New data from the latest Moneyfacts UK Personal Pension Trends Treasury Report reveals that average annual annuity income has risen by between 1.4% and 4.8% during the first half of 2018, putting annuity rates on course for a second successive year of increases. This would be the first time this has happened since 2006-2007.

 Table 1: Average annual change in pension annuity income (figures based on £10,000 level without guarantee annuity for an individual aged 65).


 The report shows that since falling to all-time lows in September 2016 following the EU referendum result, annuity rates have rallied strongly. Average annual standard annuity income has increased by 14.6% since then and is now just 1.2% lower than when pension freedoms were introduced in April 2015.

 Q2 2018 was the third consecutive quarter in which standard annuity rates have risen, albeit fairly modestly. The average annual standard level without guarantee annuity income for an individual aged 65 years old increased by 0.6% from £473 in April 2018 to £476 in July 2018 for a £10,000 pension pot, and by 1.2% from £2,594 to £2,626 for a £50,000 pension pot.

 Richard Eagling, Head of Pensions at Moneyfacts, said: “Despite their much-reduced popularity, annuities remain the only at-retirement product that enables individuals to insure against investment and longevity risk. This raises the question as to whether an annuity would be a more suitable option for risk-averse retirees currently holding cash in their drawdown plans for no long-term strategic reason. Here the focus remains on whether rates are sufficiently high enough to tip the balance of power back towards annuities.”
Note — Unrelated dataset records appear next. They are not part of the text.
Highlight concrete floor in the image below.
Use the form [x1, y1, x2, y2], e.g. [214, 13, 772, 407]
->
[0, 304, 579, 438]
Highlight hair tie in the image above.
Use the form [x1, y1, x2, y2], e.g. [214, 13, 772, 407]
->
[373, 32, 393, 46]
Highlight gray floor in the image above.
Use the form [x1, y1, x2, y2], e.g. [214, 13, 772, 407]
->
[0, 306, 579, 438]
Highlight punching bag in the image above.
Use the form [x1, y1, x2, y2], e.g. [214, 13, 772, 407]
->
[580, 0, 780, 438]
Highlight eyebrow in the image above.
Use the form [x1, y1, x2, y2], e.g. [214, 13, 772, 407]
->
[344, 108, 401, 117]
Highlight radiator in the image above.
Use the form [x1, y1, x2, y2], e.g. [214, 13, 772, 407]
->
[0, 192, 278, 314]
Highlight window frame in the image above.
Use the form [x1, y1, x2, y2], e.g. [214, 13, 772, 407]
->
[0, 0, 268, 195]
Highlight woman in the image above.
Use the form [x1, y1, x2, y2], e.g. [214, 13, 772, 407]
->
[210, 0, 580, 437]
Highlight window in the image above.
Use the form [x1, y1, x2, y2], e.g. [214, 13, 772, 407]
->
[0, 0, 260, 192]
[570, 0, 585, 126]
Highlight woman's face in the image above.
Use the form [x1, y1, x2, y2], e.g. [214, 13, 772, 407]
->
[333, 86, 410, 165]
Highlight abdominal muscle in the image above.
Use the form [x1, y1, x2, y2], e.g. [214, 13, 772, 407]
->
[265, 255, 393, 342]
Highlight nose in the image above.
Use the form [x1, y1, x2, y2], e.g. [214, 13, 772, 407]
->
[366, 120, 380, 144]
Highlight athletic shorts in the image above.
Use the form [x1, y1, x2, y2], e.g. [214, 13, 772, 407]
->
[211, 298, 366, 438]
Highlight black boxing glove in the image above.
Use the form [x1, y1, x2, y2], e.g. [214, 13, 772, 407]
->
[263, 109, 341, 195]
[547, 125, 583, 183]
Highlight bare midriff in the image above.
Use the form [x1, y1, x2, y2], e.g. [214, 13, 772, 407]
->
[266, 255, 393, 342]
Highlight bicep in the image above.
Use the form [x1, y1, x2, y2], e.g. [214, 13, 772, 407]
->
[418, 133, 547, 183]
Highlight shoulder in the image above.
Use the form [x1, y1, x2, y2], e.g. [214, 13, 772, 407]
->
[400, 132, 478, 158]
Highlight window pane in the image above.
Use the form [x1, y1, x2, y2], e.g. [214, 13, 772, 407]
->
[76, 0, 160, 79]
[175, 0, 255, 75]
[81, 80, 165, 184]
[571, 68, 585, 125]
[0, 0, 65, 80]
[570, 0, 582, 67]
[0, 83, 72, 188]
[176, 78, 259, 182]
 However, these overall increases mask some mixed pricing trends within the annuity market. In particular, annuities at higher ages have seen smaller uplifts. For instance, those opting for a standard level without guarantee annuity at age 65 saw annual income increases of between 0.6% and 1.2% compared to rises of between 0.5% and 1% for those aged 70. Annuitants aged 75 saw marginal increases, only as high as 0.3%. The impact of mortality drag and the fact health tends to decline at older ages should mean annuities become more appealing as customers age while drawdown becomes less suitable. However, competition at these older ages seems to be weaker. Indeed, since pension freedoms were introduced, the average standard annual annuity income has fallen by 3.4% at age 75 compared with drops of 2.3% at age 70 and 1.2% at age 65.
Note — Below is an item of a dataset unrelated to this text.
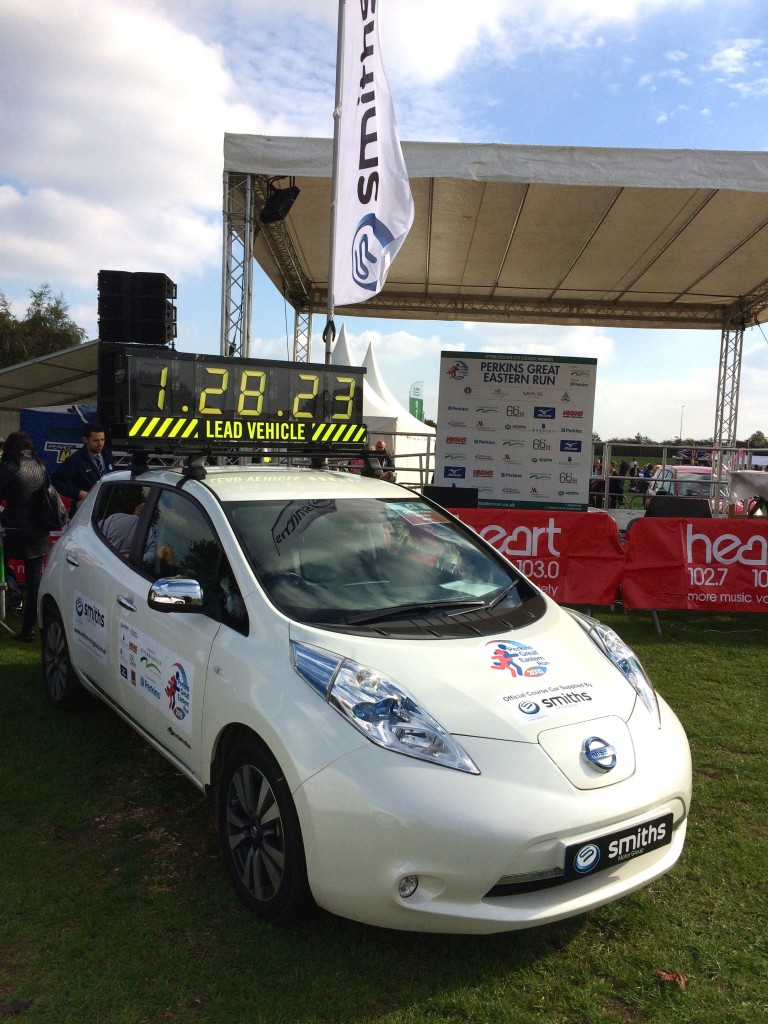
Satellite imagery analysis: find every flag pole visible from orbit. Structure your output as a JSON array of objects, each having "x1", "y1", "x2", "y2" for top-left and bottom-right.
[{"x1": 323, "y1": 0, "x2": 346, "y2": 365}]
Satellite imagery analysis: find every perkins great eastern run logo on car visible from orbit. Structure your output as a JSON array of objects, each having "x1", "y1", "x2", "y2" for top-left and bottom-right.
[{"x1": 485, "y1": 640, "x2": 549, "y2": 679}]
 Analysis of pricing trends in Q2 2018 also reveals that larger pension pots saw bigger income increases than smaller pension pots, while joint life annuity rates were generally static.

 Annuity rate spreads
 When it comes to annuity pricing, a significant trend over the last 12 months has been the extent to which the gap between the income payable from the most competitive standard annuity on the open market and the least competitive annuity has narrowed. Traditionally, the annuity market was characterised by some wide variations in pricing between providers, hence the importance that retirees shop around for the best annuity rate and utilise the open market. However, pricing in many areas has become more uniform, reflecting the fact that many of the historically less competitive annuity providers have now exited the sector.
 What remains is a smaller group of providers who appear to be more committed to the annuity market and are therefore keen to price competitively to win market share. As a result, the gap between the highest and lowest annuity income fell further during Q2 2018, from 5.4% to 4.9%, hitting an all-time low of 3.4% along the way. This is much lower than the 13.9% annuity spread between the highest and lowest annuity incomes a year ago and the spread of 16% prior to the introduction of pension freedoms.

 Richard Eagling added: “While the narrower annuity income spread arguably reduces the risk of consumers locking themselves into poorer-value annuity rates, it does raise the possibility that individuals could become complacent, and view a 5% difference as not being enough of an incentive to shop around. It is hoped the FCA’s requirement that providers must inform consumers about how much they could gain from shopping around and switching provider before they buy an annuity will counter this.”